I have my website proxied through CloudFlare, using flexible SSL. That’s working great…

But I have another subdomain I want to point to my home. This web server cannot do HTTPS, so it HAS to use Flexible SSL [I think?]

However, when I point a browser to http://abc.123.website.com:2086/ my browser automatically forwards me to the https://abc.123.website.com:2086/ version, and I get a “this site can’t provide a secure connection” message in Chrome.

I am using a non-standard HTTP port on purpose - port 80 on the origin server is used for other purposes. I also have HSTS enabled on the root of the domain, but not set to affect subdomains.

I’m sure I’m missing something quite simple here. Any ideas?


#2

On your Crypto page, you may have “Always Use HTTPS” enabled.

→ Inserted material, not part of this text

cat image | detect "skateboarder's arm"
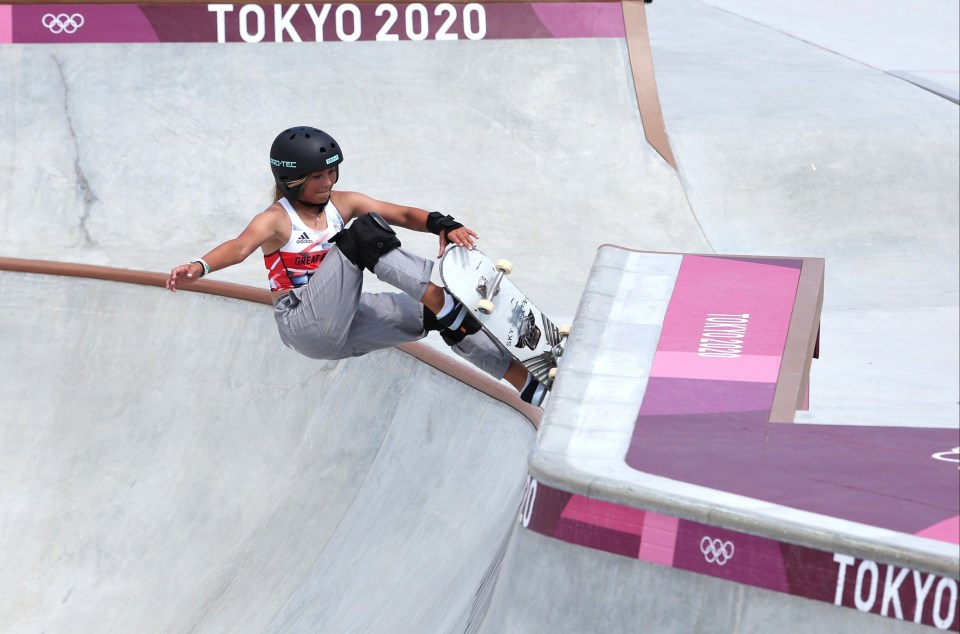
[167,208,283,291]
[335,192,480,257]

You can either add a Page Rule to disable the above option for your sub domain…OR turn that feature off, then add a Page Rule to ENable that feature for the root domain.


#3

Ah, indeed that rule was set. I’ve disabled it and can access the subdomain normally now.

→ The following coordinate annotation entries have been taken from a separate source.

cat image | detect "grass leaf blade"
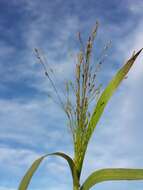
[87,49,142,141]
[80,168,143,190]
[18,152,79,190]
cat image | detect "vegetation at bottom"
[18,23,143,190]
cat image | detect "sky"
[0,0,143,190]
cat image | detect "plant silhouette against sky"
[18,23,143,190]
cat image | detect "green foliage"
[80,168,143,190]
[19,23,143,190]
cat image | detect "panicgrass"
[19,22,143,190]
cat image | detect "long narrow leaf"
[18,152,79,190]
[87,49,142,141]
[80,168,143,190]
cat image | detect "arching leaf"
[80,168,143,190]
[18,152,79,190]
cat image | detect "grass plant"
[18,23,143,190]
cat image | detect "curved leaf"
[87,49,142,141]
[18,152,79,190]
[80,168,143,190]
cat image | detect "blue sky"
[0,0,143,190]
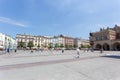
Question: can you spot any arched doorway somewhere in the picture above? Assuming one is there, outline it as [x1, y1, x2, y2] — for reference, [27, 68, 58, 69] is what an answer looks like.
[103, 43, 110, 50]
[113, 42, 120, 51]
[96, 44, 102, 50]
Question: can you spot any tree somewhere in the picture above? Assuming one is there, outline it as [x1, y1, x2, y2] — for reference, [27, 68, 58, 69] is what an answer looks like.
[27, 41, 34, 50]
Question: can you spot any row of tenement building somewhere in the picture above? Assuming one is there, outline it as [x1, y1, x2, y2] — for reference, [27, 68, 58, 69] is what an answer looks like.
[89, 25, 120, 50]
[16, 34, 89, 49]
[0, 33, 89, 49]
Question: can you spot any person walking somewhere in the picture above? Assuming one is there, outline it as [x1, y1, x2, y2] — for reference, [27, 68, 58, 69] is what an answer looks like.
[62, 48, 64, 53]
[77, 48, 80, 58]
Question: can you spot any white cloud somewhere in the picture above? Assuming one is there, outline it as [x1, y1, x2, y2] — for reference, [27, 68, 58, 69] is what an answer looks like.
[0, 17, 27, 27]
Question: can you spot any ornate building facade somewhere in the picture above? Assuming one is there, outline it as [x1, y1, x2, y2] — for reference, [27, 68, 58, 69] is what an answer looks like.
[89, 25, 120, 50]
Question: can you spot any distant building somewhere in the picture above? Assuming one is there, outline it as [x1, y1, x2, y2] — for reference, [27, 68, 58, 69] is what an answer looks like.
[16, 34, 49, 49]
[74, 38, 90, 48]
[0, 33, 17, 50]
[89, 25, 120, 50]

Is it possible to be able to use HTTPS to CloudFlare for this subdomain, even though the origin server will not allow SSL connections?


#4

You can also use a Page Rule to set SSL Mode to Flexible, Full, and Full (Strict).


#5

I see… thanks for your input.
I’m a bit confused on how I should do this, given a couple constraints:

  1. The service I have running on the origin server simply cannot do HTTPS
  2. It also can’t use port 80, as that’s already taken

I have it set to use 2086 right now, and that’s working fine - no SSL either between end-browser and CloudFlare, nor between CloudFlare and origin.

If I attempt to connect to https:// on port 2086, I get an error:
Firefox: SSL received a record that exceeded the maximum permissible length.
Chrome: ERR_SSL_PROTOCOL_ERROR

If I change the service on the origin to listen on 2087 [designated HTTPS traffic?], I get:
Firefox: Cannot communicate securely with peer: no common encryption algorithm(s). Error code: SSL_ERROR_NO_CYPHER_OVERLAP
Chrome: ERR_SSL_VERSION_OR_CIPHER_MISMATCH

Am I out of luck and HAVE to use regular HTTP since I’m on a non-standard port?